Henry liegt mir gegenüber. Ich habe ihm seine schwarze Boxershorts angezogen, auch, wenn sich das als äußerst schwierig erwies, weil er sich nicht bewegen wollte.

Nun liegt er da, seine braunen Augen starren ins Leere, die goldenen Flecken sind nicht zu erkennen. Er hat kein Wort mit mir gesprochen, seit ich ihn unter der Dusche vorgefunden habe und ich bin zutiefst beunruhigt.

Zunächst wollte er gar nicht aufstehen. Er hat ununterbrochen geschluchzt und ich hatte schon Angst, dass ich ihn überhaupt nicht beruhigen kann. Immer wieder habe ich ihn gefragt, ob etwas passiert ist, was ich getan habe, wie ich ihm helfen kann. Doch er hat mir nicht geantwortet. Er hat mich nicht mal angesehen und ich bin nicht sicher, ob er mich überhaupt wahrgenommen hat.

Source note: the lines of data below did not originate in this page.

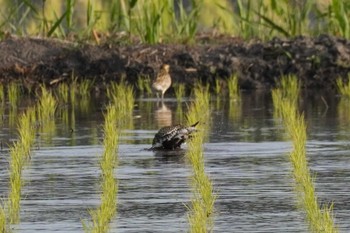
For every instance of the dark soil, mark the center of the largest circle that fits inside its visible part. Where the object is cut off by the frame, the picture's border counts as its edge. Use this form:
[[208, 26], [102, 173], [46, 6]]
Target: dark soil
[[316, 61]]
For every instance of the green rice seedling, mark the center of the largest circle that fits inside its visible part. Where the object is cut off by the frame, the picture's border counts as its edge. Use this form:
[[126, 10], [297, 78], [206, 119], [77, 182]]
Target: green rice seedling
[[19, 154], [46, 109], [319, 219], [13, 92], [47, 105], [3, 224], [102, 216], [63, 93], [122, 96], [233, 88], [147, 85], [344, 113], [144, 84], [73, 90], [179, 89], [203, 197], [2, 93], [140, 84], [343, 87], [85, 87], [218, 87]]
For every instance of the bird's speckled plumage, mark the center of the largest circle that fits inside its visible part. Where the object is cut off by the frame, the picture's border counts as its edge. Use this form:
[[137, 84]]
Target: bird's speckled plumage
[[171, 137], [162, 81]]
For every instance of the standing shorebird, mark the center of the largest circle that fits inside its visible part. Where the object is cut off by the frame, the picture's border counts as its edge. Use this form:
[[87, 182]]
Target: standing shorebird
[[171, 137], [162, 81]]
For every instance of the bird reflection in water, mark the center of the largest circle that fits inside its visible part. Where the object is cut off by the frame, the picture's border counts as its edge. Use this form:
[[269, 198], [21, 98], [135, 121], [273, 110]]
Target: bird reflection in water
[[163, 115]]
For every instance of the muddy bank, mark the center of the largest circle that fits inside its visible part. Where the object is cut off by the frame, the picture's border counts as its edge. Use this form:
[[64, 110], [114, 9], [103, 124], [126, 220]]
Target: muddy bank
[[317, 61]]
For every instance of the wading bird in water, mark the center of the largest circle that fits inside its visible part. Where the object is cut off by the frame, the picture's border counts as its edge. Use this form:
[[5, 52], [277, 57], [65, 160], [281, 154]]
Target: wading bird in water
[[162, 81], [171, 137]]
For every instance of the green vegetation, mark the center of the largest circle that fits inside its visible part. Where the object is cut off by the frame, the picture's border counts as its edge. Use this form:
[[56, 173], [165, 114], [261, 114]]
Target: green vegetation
[[46, 109], [2, 93], [285, 98], [155, 21], [121, 95], [202, 202], [47, 105], [3, 225], [233, 88], [63, 93], [102, 216], [13, 92], [218, 87], [144, 84], [118, 116], [84, 88], [344, 87], [179, 89], [19, 154]]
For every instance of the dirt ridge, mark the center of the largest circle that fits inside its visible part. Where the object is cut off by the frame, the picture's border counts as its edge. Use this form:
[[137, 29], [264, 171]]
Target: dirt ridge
[[316, 61]]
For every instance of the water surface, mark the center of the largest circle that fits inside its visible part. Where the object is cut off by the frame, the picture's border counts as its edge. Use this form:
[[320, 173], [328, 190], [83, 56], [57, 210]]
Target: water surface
[[246, 156]]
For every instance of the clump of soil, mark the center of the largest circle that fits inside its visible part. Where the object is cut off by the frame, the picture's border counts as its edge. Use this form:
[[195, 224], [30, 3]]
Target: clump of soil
[[316, 61]]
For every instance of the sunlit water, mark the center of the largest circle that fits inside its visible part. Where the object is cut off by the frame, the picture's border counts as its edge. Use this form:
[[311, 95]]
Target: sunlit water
[[246, 156]]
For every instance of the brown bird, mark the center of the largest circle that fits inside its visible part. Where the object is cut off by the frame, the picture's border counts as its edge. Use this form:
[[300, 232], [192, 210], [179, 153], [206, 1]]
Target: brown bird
[[162, 81], [171, 137]]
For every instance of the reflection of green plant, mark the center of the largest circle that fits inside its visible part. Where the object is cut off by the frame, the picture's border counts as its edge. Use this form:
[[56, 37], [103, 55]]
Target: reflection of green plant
[[233, 88], [285, 102], [84, 88], [63, 92], [102, 216], [179, 89], [122, 97], [217, 86], [13, 92], [47, 105], [202, 203], [144, 84], [2, 94], [344, 87], [46, 109], [3, 226], [19, 153]]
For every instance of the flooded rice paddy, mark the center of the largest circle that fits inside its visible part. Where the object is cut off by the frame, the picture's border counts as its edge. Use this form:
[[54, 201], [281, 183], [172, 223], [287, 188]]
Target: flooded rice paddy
[[245, 155]]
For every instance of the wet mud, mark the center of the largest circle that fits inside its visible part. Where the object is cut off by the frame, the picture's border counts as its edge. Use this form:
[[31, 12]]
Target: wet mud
[[316, 61]]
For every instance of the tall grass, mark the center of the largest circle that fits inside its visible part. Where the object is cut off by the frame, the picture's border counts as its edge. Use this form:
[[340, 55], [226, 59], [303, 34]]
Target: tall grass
[[19, 154], [102, 216], [144, 84], [63, 93], [46, 109], [155, 21], [121, 95], [46, 106], [233, 88], [343, 87], [179, 89], [3, 224], [84, 88], [13, 92], [117, 117], [320, 219], [2, 93], [200, 215]]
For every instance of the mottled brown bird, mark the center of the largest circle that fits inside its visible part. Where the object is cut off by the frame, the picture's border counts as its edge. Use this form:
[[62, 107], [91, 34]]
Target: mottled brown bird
[[171, 137], [162, 81]]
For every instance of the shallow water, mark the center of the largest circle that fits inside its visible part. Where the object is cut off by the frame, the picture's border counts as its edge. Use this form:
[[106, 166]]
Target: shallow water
[[245, 154]]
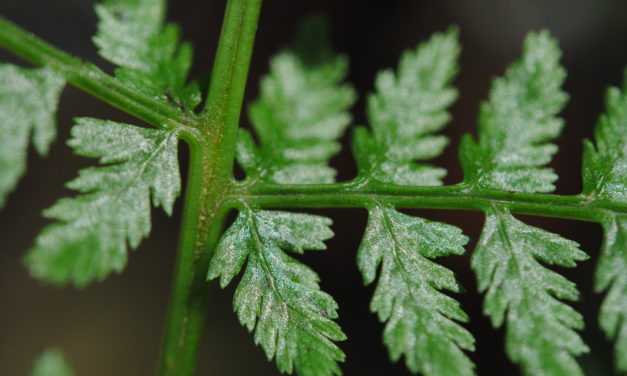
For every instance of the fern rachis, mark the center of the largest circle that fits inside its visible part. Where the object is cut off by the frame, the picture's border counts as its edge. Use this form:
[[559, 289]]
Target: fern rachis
[[302, 111]]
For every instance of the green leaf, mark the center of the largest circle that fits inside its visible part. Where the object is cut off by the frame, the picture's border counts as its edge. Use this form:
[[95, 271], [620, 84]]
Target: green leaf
[[28, 105], [278, 297], [540, 331], [405, 111], [611, 276], [605, 167], [420, 318], [112, 212], [302, 111], [518, 122], [605, 178], [132, 35], [51, 363]]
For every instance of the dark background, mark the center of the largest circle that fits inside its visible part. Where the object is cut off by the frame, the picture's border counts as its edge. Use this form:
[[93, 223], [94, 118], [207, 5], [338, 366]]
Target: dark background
[[114, 327]]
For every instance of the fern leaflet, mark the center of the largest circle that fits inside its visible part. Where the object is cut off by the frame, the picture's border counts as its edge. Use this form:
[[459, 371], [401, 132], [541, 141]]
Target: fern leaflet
[[419, 317], [28, 104], [278, 297], [605, 176], [112, 212]]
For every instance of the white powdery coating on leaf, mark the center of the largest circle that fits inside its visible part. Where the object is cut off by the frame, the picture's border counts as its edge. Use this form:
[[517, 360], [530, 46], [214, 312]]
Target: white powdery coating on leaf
[[406, 108], [522, 292], [150, 56], [112, 212], [28, 104], [420, 319], [278, 297], [518, 122], [302, 111]]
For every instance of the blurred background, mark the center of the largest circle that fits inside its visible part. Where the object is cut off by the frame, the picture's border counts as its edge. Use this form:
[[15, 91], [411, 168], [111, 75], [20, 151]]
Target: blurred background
[[114, 327]]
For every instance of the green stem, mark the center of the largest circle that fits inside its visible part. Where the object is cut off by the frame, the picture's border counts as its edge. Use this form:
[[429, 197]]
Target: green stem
[[94, 81], [211, 166], [459, 197]]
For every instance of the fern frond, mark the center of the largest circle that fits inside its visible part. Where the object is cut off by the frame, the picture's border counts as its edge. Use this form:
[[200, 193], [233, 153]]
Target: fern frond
[[420, 318], [278, 297], [112, 211], [605, 178], [518, 122], [28, 105], [150, 56], [407, 108], [302, 111], [540, 329]]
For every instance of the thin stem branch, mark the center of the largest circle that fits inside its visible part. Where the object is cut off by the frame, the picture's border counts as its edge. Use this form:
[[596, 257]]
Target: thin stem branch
[[459, 197], [94, 81]]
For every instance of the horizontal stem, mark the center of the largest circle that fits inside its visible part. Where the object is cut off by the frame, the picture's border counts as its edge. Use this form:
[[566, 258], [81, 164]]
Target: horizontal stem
[[94, 81], [457, 197]]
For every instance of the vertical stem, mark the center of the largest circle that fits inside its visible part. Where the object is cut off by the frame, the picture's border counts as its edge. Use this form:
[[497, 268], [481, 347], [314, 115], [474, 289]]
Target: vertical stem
[[210, 176]]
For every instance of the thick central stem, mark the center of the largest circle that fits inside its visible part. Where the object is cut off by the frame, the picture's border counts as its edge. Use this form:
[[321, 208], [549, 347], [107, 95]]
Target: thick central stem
[[210, 176]]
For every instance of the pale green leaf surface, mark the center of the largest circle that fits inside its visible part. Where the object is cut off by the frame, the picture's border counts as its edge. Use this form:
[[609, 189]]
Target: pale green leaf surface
[[111, 213], [300, 114], [605, 167], [51, 363], [611, 276], [420, 319], [278, 297], [28, 105], [150, 56], [605, 178], [405, 111], [518, 122], [523, 293]]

Auf einmal wurde mir klar, wie es Jennifer wohl immer mit mir ging, wenn sie mich so vorgefunden hat und ein mulmiges Gefühl breitete sich in meinem Magen aus. Ich wollte nie, dass sie wegen mir leidet, aber wenn es ihr so ging, wie es mir gerade mit Henry geht - vollkommen hilflos und nicht im Stande irgendetwas zu tun - schulde ich ihr mehr als nur ein einfaches ‚Es tut mir leid'.

Schließlich habe ich ihn einfach gepackt und aus der Dusche gezogen und das Einzige getan, was mir selbst in so einer Situation immer hilft. Ich habe ihn auf die warmen Fliesen gelegt, nachdem ich ihm seine schwarze Boxershorts angezogen hatte. Irgendwann ließ sein Schluchzen nach und seitdem liegt er nur da und starrt katatonisch vor sich hin.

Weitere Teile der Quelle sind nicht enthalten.